Nach § 26 der Reichsgewerbeordnung haben die Nachbarn eines Grundstücks, auf dem sich eine konzessionierte gewerbliche Anlage befindet, das Recht, Ersatz von dem Besitzer der Fabrik etc. zu fordern, wenn ihnen durch den Betrieb der Anlage ein Schaden erwächst, und zwar auch dann, wenn den Besitzer der Anlage kein Verschulden trifft. Auch für Bergwerksbesitzer ist landesgesetzlich meist eine besondere H. für die durch den Bergbau verursachten Schäden an Grundstücken eingeführt. Ähnlich verhält es sich hinsichtlich der durch Expropriation oder Enteignung (s. d.) herbeigeführten Nachteile.

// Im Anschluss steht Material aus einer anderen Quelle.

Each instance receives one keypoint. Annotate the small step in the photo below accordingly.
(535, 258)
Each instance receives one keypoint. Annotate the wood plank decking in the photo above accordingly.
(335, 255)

E. Haftung für den durch andre Personen zugefügten Schaden. Auch abgesehen von der in dem vorbesprochenen Haftpflichtgesetze bestimmten Haftung gibt es Fälle, in denen jemand für einen Schaden haftbar ist, den ein andrer verübt hat. Wer kraft Gesetzes zur Führung der Aussicht über eine minderjährige oder wegen ihres geistigen oder körperlichen Zustandes der Beaufsichtigung bedürfende Person verpflichtet ist, hat den Schaden zu ersetzen, den eine solche Person andern widerrechtlich zufügt, wenn er seiner Aufsichtspflicht nicht genügt hat, es sei denn, daß der Schaden auch bei gehöriger Aussicht entstanden sein würde (§ 832 des Bürgerlichen Gesetzbuches). Die gleiche Verantwortlichkeit trifft denjenigen, der die Führung der Aussicht durch Vertrag übernimmt. Hierunter fallen insonderheit die Eltern und Vormünder, sodann die Lehrer, Erzieher, Lehrherren, Anstaltsvorstände, Wärter etc. Selbstredend genügt es, wenn die genannten Personen nachweisen, daß sie das Kind genügend beaufsichtigt haben, nicht aber haben sie auch für einen günstigen Erfolg der Aufsichtsführung einzustehen, wie das Reichsgericht in einer Reihe von Entscheidungen ausgeführt hat. Endlich haftet nach § 831 des Bürgerlichen Gesetzbuches der Geschäftsherr, bez. dessen Stellvertreter für den Schaden, den seine Angestellten und Gehilfen in Ausführung der ihnen übertragenen Verrichtungen Dritten widerrechtlich zufügen, falls er ungeeignete Personen angestellt, ungeeignete Vorrichtungen getroffen oder ungeeignete Gerätschaften zur Verfügung gestellt hat oder bei der ihm obliegenden Leitung die erforderliche Sorgfalt außer acht gelassen hat. Wäre der Schaden jedoch auch bei Anwendung dieser Sorgfalt entstanden, so entfällt die H.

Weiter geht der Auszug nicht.